Art is a lot like humor, it works for people because it just 'works'. That is what matters. Not the hard work, and 'genius' of the creator behind it, that's just vanity.

Would bohemian rhapsody not count as art if it was made up by a machine?

3 comments

No, it wouldn't count. Because then we would have some thousands of bohemian rhapsodies. An art expression would perhaps be the whole bunch of works together (if you managed to give them a sense of being), and the artist would be whoever devised the program that created them. But individually, it would be have the same art value as those pictures sold in IKEA. Beautiful yes, but not art by themselves.

Edit: art is not art because "just works" or because it's likeable. Art goes way beyond what just works or the search for beauty. See the Viennese actionism for example: http://www.theartstory.org/movement-viennese-actionism.htm

> No, it wouldn't count. Because then we would have some thousands of bohemian rhapsodies.

The computer broke after completing the work: now does it count? I don't understand your idea of art, isn't there beauty in the result? You give different value if the same result has been reached by a computer, chaos or a human?

Do you have to know how the piece has been produced to decide if it's art or not?

Yes. A rock that's been pleasingly shaped by desert winds is not considered art. But if we'd later find out that it was actually a man-made artifact, it would become a candidate for this label.
So then the computer software that generated the joke would be considered the work of art instead of the jokes that were generated?
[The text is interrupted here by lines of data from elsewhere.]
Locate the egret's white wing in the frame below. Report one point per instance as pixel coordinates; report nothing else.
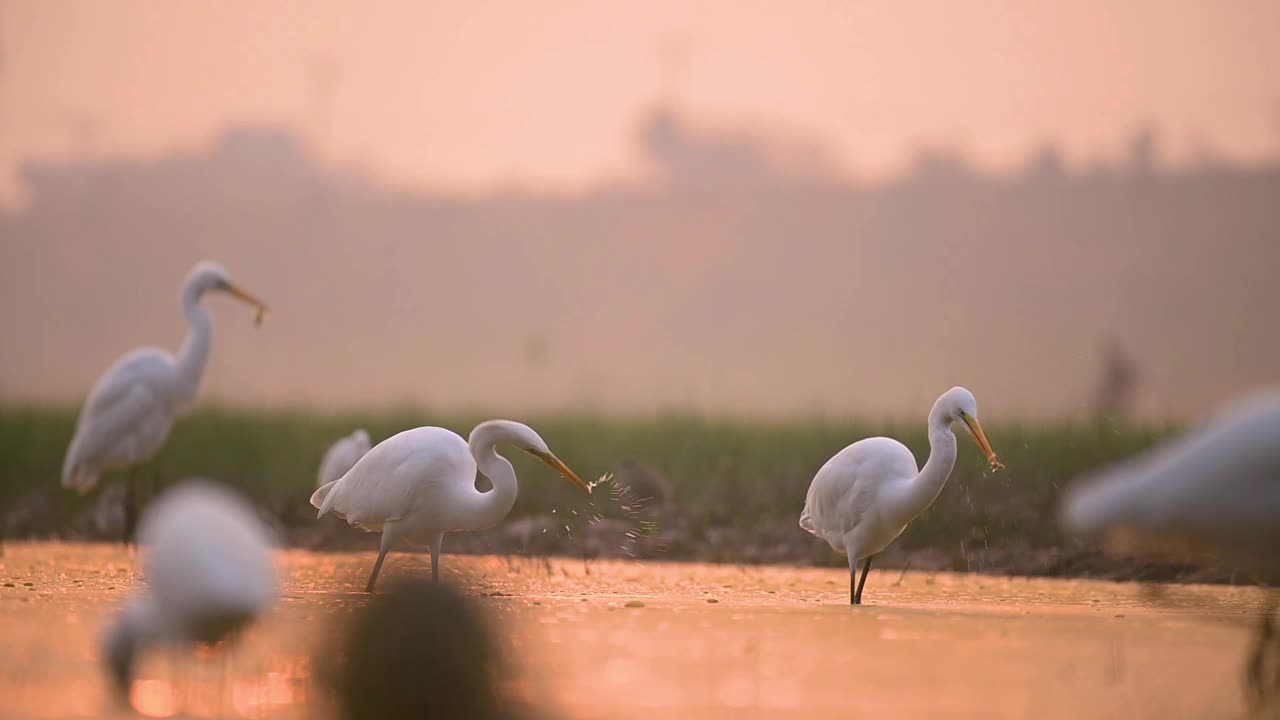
(124, 420)
(401, 477)
(848, 484)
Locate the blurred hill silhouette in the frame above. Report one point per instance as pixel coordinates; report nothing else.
(746, 276)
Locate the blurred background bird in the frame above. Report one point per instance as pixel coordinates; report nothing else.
(131, 409)
(342, 455)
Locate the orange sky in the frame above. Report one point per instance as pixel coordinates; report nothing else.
(474, 95)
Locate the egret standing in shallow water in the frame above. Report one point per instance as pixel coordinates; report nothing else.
(864, 496)
(209, 572)
(342, 456)
(421, 482)
(131, 409)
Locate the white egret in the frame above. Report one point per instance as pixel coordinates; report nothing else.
(864, 496)
(1211, 496)
(421, 482)
(131, 409)
(342, 456)
(1212, 493)
(209, 573)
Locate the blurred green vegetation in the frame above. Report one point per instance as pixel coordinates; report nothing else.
(743, 475)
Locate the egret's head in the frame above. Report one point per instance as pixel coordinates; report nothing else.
(959, 405)
(524, 437)
(208, 276)
(120, 646)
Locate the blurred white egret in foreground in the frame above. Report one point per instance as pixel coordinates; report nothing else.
(209, 573)
(342, 456)
(864, 496)
(1212, 495)
(131, 409)
(421, 482)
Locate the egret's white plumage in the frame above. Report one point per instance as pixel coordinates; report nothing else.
(1212, 493)
(209, 573)
(342, 456)
(132, 406)
(421, 482)
(1210, 496)
(864, 496)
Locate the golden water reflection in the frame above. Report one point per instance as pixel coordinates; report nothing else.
(634, 639)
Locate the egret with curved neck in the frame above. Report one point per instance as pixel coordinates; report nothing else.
(864, 496)
(421, 482)
(132, 406)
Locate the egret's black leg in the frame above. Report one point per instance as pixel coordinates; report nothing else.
(131, 509)
(867, 568)
(1262, 670)
(378, 566)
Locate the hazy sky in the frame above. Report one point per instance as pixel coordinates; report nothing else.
(474, 95)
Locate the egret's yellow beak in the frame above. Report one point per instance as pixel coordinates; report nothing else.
(560, 468)
(241, 294)
(976, 428)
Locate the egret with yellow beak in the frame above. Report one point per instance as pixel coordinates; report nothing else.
(864, 496)
(131, 409)
(421, 482)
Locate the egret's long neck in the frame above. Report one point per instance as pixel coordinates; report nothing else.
(924, 488)
(488, 509)
(195, 350)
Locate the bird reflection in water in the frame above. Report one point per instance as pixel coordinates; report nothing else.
(419, 651)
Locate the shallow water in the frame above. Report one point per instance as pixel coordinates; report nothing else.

After all, the software was man-made, even though the generated output was computer-made.
Hmm, I always find it weird that specifically the visual arts suffer from this. It's a lot easier to agree on music and dance (not liking it per se, but what constitutes an artist).

Yet, go to a modern art gallery and someone will try to convince you the potato he stuck on a coathanger is 'art'. usually with the same fluffy explanations you are offering here.
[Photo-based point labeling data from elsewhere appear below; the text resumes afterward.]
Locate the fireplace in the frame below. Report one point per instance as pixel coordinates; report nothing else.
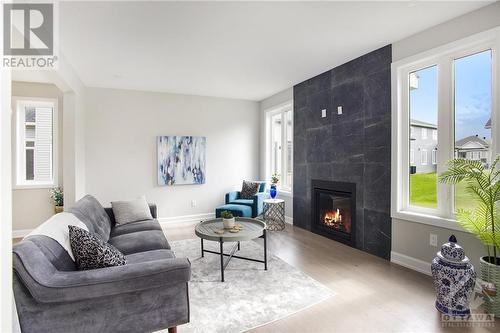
(334, 210)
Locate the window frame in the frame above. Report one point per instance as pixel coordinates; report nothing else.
(424, 158)
(19, 181)
(284, 188)
(423, 133)
(443, 57)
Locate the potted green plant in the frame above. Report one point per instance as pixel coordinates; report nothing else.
(57, 196)
(483, 185)
(228, 219)
(273, 191)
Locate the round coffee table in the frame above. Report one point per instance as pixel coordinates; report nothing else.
(252, 229)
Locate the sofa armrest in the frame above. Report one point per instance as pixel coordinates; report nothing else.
(231, 196)
(49, 285)
(152, 208)
(258, 203)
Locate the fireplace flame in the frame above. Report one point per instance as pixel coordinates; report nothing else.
(333, 217)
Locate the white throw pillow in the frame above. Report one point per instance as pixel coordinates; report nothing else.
(131, 211)
(56, 228)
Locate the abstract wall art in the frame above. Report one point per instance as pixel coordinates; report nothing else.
(181, 160)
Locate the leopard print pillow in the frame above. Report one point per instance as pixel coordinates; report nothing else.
(91, 251)
(249, 189)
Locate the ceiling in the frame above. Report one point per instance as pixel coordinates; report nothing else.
(232, 49)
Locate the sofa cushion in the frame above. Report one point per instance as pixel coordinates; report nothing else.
(122, 229)
(237, 210)
(90, 212)
(52, 250)
(249, 189)
(246, 202)
(91, 252)
(140, 241)
(131, 211)
(153, 255)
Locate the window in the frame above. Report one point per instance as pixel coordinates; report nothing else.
(423, 112)
(35, 142)
(472, 110)
(449, 90)
(423, 157)
(279, 150)
(424, 133)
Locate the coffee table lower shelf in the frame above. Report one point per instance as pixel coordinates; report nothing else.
(231, 254)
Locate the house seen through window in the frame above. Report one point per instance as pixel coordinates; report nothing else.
(471, 87)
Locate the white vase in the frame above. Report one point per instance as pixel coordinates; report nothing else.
(491, 273)
(228, 223)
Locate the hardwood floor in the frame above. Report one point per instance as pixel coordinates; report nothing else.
(372, 295)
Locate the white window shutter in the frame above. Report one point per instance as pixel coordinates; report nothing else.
(43, 144)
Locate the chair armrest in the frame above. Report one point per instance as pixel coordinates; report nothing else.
(49, 285)
(152, 208)
(231, 196)
(258, 203)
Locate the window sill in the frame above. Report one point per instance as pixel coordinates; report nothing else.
(432, 220)
(32, 186)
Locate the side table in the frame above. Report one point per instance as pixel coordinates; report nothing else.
(274, 214)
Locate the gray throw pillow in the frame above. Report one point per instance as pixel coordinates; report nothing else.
(131, 211)
(92, 252)
(249, 189)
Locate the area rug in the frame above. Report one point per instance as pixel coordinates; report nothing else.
(250, 296)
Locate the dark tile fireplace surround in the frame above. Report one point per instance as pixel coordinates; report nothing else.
(351, 150)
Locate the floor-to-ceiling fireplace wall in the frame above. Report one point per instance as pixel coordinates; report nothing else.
(350, 148)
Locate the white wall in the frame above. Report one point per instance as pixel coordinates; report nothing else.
(120, 135)
(469, 24)
(411, 239)
(266, 104)
(40, 205)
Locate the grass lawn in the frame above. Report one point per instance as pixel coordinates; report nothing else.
(423, 192)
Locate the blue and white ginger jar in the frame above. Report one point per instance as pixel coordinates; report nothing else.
(454, 279)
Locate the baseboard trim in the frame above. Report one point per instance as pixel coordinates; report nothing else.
(184, 220)
(411, 263)
(21, 233)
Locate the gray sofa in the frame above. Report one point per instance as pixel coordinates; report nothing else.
(149, 293)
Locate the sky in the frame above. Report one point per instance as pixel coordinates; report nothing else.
(472, 95)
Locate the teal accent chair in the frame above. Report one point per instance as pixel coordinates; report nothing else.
(256, 203)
Answer depends on whether we're looking only at the end product, ignoring the process, but common convention is to qualify the end product name using words like artificial or drawn by an elephant to reduce confusion and to differentiate.
If a computer generates 100000000 unfunny jokes and one that seems funny, does that count?
It's not very different from how I learned to tell jokes. My brothers heard a lot of terrible jokes before I figured out timing and other aspects of humour.

If it makes you laugh, it's a good joke. What does the origin matter?

You're not making an argument that Pikazo generates real art. You're making an argument that humans don't make real art. This notion has absolutely no interesting implications for AI. It's like saying "language is relative, so any output of Google Translate is just as valid as what you think is valid".